教室には二人しかいない。ケイトとジェン・バートンだ。
兄から死んでいると告げられていた愛犬に再会できたのだから、ケイトはそれはもう喜んでいた。彼にこれまであったことを全て話した。心配しなくても、この部屋に誰もいないのは彼女が把握している。
彼は「へぇ」とだけ言って、席を立った。
「ねぇ、帰ってくる気は無い?」
「帰る?俺の帰る場所は他にあるよ。」
お前達が置いていったんだろ、とでも言う勢いだ。もちろん、彼は心の中でそう思っていた。が、ケイトは彼を置いて行くことに抵抗していたので、他のクズ達とは違うと考えているのだ。
「そう...」
「うん。」
二人はそれ以上、何を言うでもなく帰路に着いたのだった。
✤ ✤ ✤ ✤ ✤ ✤ ✤ ✤
僕とテレーゼは平原の家へと戻った。学校から歩いて二時間以上かかる。次からは馬車で帰ろう、と心に誓った。
家に帰り、手洗いうがいをして自分の部屋に入った。
さて、思考の時間だ。
最近、僕はこの言葉を頭の中に浮かべてから思考している。かっこいいからとかじゃない。決して。

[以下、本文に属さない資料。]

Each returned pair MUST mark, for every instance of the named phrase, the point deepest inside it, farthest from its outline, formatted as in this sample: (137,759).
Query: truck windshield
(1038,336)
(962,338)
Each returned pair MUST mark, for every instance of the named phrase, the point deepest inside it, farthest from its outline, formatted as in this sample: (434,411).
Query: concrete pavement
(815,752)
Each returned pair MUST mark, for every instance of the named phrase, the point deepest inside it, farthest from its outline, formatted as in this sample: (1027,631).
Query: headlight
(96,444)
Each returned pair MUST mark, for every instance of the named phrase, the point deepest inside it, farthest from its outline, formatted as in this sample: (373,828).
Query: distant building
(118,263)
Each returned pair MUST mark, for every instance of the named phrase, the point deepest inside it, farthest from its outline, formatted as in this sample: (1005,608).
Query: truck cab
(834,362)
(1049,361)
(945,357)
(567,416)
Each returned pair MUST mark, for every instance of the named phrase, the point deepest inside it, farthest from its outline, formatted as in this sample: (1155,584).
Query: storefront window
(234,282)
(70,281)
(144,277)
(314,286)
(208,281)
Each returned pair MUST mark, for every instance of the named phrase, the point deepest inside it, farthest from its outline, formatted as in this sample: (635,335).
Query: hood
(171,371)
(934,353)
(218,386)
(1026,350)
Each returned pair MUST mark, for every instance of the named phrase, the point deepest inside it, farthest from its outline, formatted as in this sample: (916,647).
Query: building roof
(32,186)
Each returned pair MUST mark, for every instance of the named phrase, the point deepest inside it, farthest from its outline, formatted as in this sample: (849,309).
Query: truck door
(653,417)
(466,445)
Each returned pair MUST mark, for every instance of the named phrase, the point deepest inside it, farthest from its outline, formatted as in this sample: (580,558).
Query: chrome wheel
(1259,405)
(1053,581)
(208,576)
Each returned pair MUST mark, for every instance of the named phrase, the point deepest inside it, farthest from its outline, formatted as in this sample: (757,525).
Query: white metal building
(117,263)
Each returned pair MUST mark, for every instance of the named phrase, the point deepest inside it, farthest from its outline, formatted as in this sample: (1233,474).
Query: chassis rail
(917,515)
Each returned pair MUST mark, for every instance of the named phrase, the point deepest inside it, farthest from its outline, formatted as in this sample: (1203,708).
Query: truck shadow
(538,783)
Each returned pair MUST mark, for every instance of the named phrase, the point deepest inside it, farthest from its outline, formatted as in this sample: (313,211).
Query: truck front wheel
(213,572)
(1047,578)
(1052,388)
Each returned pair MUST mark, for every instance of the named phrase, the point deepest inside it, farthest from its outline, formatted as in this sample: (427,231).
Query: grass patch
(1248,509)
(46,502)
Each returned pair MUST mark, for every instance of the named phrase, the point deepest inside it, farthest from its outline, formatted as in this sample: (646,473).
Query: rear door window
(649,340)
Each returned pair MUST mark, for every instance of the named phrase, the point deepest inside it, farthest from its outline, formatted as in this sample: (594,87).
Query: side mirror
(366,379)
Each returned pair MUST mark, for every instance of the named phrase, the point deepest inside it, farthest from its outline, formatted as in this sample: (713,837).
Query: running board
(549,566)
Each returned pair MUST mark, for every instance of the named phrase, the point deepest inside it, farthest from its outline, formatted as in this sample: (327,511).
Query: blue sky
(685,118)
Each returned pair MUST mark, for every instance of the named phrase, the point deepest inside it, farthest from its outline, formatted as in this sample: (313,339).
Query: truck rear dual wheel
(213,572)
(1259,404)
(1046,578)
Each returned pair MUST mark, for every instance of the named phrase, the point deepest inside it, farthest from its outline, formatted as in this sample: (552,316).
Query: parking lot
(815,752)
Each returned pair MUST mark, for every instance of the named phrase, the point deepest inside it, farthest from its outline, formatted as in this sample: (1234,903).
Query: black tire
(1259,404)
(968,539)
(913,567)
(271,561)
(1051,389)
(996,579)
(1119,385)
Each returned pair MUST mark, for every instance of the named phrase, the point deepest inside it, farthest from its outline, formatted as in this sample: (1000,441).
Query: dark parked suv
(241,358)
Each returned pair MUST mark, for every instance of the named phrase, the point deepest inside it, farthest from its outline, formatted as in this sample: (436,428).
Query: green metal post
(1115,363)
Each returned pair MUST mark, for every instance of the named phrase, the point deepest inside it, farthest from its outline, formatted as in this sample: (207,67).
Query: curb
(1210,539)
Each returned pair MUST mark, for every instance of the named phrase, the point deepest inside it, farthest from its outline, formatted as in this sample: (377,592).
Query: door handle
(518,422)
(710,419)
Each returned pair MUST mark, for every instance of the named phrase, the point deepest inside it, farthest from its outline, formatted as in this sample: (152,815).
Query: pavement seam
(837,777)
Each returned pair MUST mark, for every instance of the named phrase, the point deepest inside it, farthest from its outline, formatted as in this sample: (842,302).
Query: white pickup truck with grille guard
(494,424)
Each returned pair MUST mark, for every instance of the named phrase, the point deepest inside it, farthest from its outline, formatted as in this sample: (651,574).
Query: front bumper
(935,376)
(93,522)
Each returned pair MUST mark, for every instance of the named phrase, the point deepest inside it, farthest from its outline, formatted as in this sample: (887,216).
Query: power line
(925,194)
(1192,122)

この言葉を頭の中で唱えると調子が良くなる気がするのだ。決して、かっこつけてるわけじゃない。頭の中で誰に向かってかっこつけるというのだ。
話が逸れた。思考の時間だ。
僕はベッドに寝転がった。
はぁぁぁぁぁぁ
僕、明日どうなっちゃうんだろ......腕っ節弱いし...魔法も満足には使えないし...だってジェン・バートンってあの時、ケイトの魔力の比較に使われてた「犬」だよな...?それ以外に犬なんて見たことないし。まぁ、飼ってた時からジェンの魔力量は大きいなって感じてたしなぁ...。本で見た獣人は、身体能力が人より優れてるみたいだし...。
打つ手なし。万策尽きる。ゴートゥーヘブンだ。
僕はとりあえず、謝るだけ謝って許してもらおうと思った。
.....そんな簡単なことじゃないと分かっているけども。
✤ ✤ ✤ ✤ ✤ ✤ ✤ ✤
朝から僕はジェンの元に向かった。
「ジェン、ごめん!」僕は彼に向かって大声で言った。
「本当にごめん!置いてって!あれは親に言われて仕方なくだったんだけど本当にごめん!僕には選択の余地がなかったけどごめん!怒るんなら僕の親に怒って欲しいんだけどごめん!」
「謝る気ある?」
「謝ってるじゃん!」
謝る気ある?と言われても、これが事実だし、語尾にごめん!ってつけてるから謝ってるに決まってるだろ。
本当に仕方なかったとしか言いようが無い。
朝からこんな騒いでいたら、もちろん周囲に人が集まってくる。しかし、前日の自己紹介の件もあってか、皆「あぁ、あのことか」みたいな風に納得して解散して行った。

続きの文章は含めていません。